Workflow For Dataflow?

Adrian Colyer is writing some really insightful commentaries on research papers on distributed computing at  The latest post Go with the flow is part of the series Out of the Fire Swamp. It triggered me to share an idea I had some time ago: Using workflow to coordinate microservices as a replacement for transactions.

When you're implementing a request of let's say a web API, amongst read operations, you also may perform some updates to non transactional resources such as a NoSQL datastore or another microservice.

What you typically want to provide to the client of your request is all or nothing semantics.  So when your server crashes in the middle of your request, you may have performed some, but not all of the updates to your non transactional resources.  This can lead to inconsistencies in your domain model.

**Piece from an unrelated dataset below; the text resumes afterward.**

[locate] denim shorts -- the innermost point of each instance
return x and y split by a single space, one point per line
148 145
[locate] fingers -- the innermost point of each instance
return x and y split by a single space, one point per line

In a way, a workflow is a persistent execution flow.  It stores the state of the execution so it can be resumed later.  Typical workflow engines probably don't do this efficient enough for the use case I'm discussing here.  But I believe a workflow engine can be tuned for this use case of consistency.

Imagine a request to create an invoice that performs 4 request to other services in a flow like this:

The new request implementation can first perform some reads and than replace the four individual updates with a single update that creates the workflow instance.  The workflow engine can ensure that the workflow instance is persisted in a single atomic update.  Afterwards, the workflow engine ensures that progress is persisted before and after each activity.  In case of crashes, the workflow engine can then resume in case of crashes based on the persisted execution.

The actions performed should be idempotent because it's typically not possible to guarantee exactly once execution semantics in a distributed system.

This workflow would add the guarantee that once the workflow is started, you know that at some point it will be completed.  Typically it's not necessary to block the request till the whole workflow is completed although this is technically possible.

This idea really looks close to the event store as described in Adrian's blog.  I wonder if this could be relevant a piece in tomorrow's distributed computing puzzle.